Aggravated DocSurg explains the importance of hospital culture as he dissects data from the ACS Surgery News. When you expect little, you get little in return. I have full faith in the abilities of most folks at Happy's hospital that come in contact with patients in one way or another. That which I am not trained to handle, I leave for others more educated than I. As an internist trained hospitalist, the volume of disease I am capable of handling is immense. My limits are well known to me. And when they are met, I act accordingly.
Physicians also play an important role in following protocols designed for patient safety. If you have infection control policies in place that require full shield protection while placing central lines, the policies do no good if the physicians do not follow them. If you have good policies in place to prevent venous thromboembolism (VTE), they do no good if the physicians are not active participants. Physicians must be willing participants, along with everyone else, in a culture of excellence.
Some physicians don't seem to want to do the right thing for patient care. Eventually, those physicians will be found out. If they don't want to prevent VTE in their patients, their numbers will eventually prove their failure. If they don't want to barrier protect their patients from infection, their numbers will eventually prove their failure.
On a personal note, I am happy to report that my data is exceptional. If you were taken care of by me, you were 50% less likely to die than your severity of illness adjusted expected mortality would have suggested. Every year I get a report indicating my actual mortality % vs expected mortality %. Some of this can be manipulated by how well I document, compared to the rest of the physician universe. I understand the documentation rules very well. That may, to some degree, skew my data when compared with the physician universe. But so what. It's accurate data. And it's accurate when comparing me against my own data. If my patient is sick, I document exactly how sick they are.

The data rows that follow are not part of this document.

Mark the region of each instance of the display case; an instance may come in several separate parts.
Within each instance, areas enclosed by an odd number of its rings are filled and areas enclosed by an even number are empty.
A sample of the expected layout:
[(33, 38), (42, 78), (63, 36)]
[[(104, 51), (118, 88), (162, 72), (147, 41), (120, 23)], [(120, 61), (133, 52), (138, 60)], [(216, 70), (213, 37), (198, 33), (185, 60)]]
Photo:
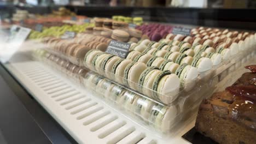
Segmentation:
[(79, 143), (189, 143), (201, 101), (256, 62), (254, 10), (40, 8), (14, 7), (2, 65)]

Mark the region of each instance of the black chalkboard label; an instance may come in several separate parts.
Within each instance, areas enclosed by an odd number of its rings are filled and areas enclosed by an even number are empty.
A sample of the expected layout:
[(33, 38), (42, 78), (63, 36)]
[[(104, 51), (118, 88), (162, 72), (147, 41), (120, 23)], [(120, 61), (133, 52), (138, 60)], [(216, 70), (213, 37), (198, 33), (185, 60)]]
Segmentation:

So how do my numbers look? Well, in 2008, 355 cases were evaluated. The severity of illness adjusted expected mortality for my patients was 5.7%. This compared with the national database numbers of 5.1%. But how often did my patients die? 5%? 4%? 3%? None of the above.
My patients died only 2.8% of the time. Less than half my patients who were expected to die, did. How did I compare with the rest of Happy's hospitalist group? Despite having a higher severity of illness (which may be due to better documentation), I beat them out too with an actual mortality of 2.8% vs 4.5% for Happy's entire hospitalist group. So not only are my patients dying 50% less often than would be expected, patients in my entire hospitalist group are dying 12% less often than would be expected when compared with national statistics.
Hospitals with strong safety initiatives and a culture of compliance with those initiatives from all players, including physicians, separate good hospitals from great ones. And physicians that practice sound clinical medicine can expect more of their patients to survive their acute illness, despite all the barriers to their survival. Quality will come from within, not from the government. How many bad mothers do you know out there on welfare? How many bad mothers do you know not on welfare? What makes a good mother is the mother, not the government.
So what does it all mean? If you should ever find yourself as a patient on my service, you can sleep well at night knowing that your chance of dying is 50% less than if the average physician in this country cared for you. And should you ever find yourself admitted to Happy's hospitalist service , you can sleep well at night knowing that if you don't get me as your physician, at the least, you have a 12% less chance of dying during your stay than the average patient in the average hospital being taken care of by the average physician in this soon to be average country.